A Arábia Saudita, por sua vez, instou a comunidade internacional a agir para que Israel “preste contas” por “violações” do direito internacional no território palestino.

Durante as audiências prévias à sessão de sexta-feira, Israel sublinhou que agia em legítima defesa, após o ataque do movimento islamista palestino Hamas em 7 de outubro no sul de seu território, e que fazia o que podia para proteger os civis de Gaza.

Mas a CIJ estimou que as medidas adotadas até agora “são insuficientes” para proteger os direitos dos palestinos.

A guerra eclodiu em 7 de outubro, com a incursão de comandos islamitas que provocaram a morte de cerca de 1.140 pessoas, na maioria civis, e sequestraram cerca de 250 no sul de Israel, segundo um balanço da AFP a partir de dados oficiais israelenses.

As ações de represália, com bombardeios incessantes e ações terrestres em Gaza, deixaram até o momento 26.083 mortos, na maioria mulheres, crianças e adolescentes, segundo o Ministério da Saúde do território.

– Reunião em Paris –

Segundo o Hamas, 183 pessoas morreram nas últimas 24 horas em Gaza, onde foram registrados confrontos perto dos hospitais Naser e Al Amal em Khan Yunis, epicentro dos combates.

O Exército afirmou na terça-feira ter cercado esta cidade, onde nasceu o chefe do Hamas em Gaza, Yahya Sinwar, considerado um dos artífices do ataque em Israel.

Na quarta-feira, disparos de tanques contra um centro da Agência da ONU para os Refugiados Palestinos (UNRWA) deixaram 13 mortos, segundo a agência da ONU.

O organismo informou nesta sexta-feira que demitiu “vários” funcionários acusados por Israel de estarem envolvidos no ataque de 7 de outubro.

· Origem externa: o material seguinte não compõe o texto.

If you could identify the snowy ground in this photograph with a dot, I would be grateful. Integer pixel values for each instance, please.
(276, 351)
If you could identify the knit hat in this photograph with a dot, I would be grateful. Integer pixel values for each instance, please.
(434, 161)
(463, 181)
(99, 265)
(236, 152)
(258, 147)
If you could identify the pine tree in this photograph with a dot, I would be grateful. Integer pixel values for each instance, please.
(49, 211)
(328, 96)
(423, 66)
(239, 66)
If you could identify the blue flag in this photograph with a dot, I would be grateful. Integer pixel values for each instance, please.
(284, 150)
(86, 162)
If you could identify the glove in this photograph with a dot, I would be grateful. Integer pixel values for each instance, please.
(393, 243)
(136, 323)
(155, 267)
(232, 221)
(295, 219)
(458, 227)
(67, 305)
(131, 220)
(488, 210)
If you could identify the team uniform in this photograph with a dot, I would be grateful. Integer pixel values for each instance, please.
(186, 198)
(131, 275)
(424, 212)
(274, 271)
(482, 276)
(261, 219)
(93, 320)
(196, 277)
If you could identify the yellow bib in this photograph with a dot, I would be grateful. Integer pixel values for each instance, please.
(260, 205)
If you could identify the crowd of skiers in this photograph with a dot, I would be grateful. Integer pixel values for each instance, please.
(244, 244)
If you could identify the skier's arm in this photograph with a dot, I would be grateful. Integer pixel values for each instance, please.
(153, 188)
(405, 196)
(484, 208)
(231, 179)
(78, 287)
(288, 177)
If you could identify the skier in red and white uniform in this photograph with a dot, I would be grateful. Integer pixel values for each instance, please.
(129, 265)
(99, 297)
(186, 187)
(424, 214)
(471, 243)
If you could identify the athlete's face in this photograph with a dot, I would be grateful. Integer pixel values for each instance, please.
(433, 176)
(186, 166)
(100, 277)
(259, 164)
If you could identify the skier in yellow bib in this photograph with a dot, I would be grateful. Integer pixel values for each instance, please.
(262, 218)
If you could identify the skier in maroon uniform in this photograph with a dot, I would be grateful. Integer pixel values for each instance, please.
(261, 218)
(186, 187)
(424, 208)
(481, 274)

Pouco depois, os Estados Unidos suspenderam temporariamente o financiamento dessa agência.

“Tentamos sair, mas quando olhei para fora, vi os tanques atirando”, lembrou Ahmad Katra, um palestino ferido pelos disparos.

A Casa Branca anunciou nesta sexta-feira que o presidente dos Estados Unidos, Joe Biden, conversou com o emir do Catar, Tamim bin Hamad Al Thani, sobre “os esforços para a libertação dos reféns sequestrados pelo Hamas”.

A França sediará uma reunião “nos próximos dias” sobre este tema, na qual participarão o chefe da CIA, Egito, Israel e Catar, informou uma fonte de segurança à AFP.

O Hamas trocou no final de novembro, durante uma trégua de uma semana, cerca de cem reféns por prisioneiros palestinos em Israel. Atualmente, segundo Israel, 104 pessoas estão em cativeiro em Gaza e 28 teriam morrido.

Na região, os rebeldes huthis do Iêmen, aliados do Irã e que afirmam agir em solidariedade aos cidadãos de Gaza, garantiram ter disparado “mísseis” contra um “petroleiro britânico”.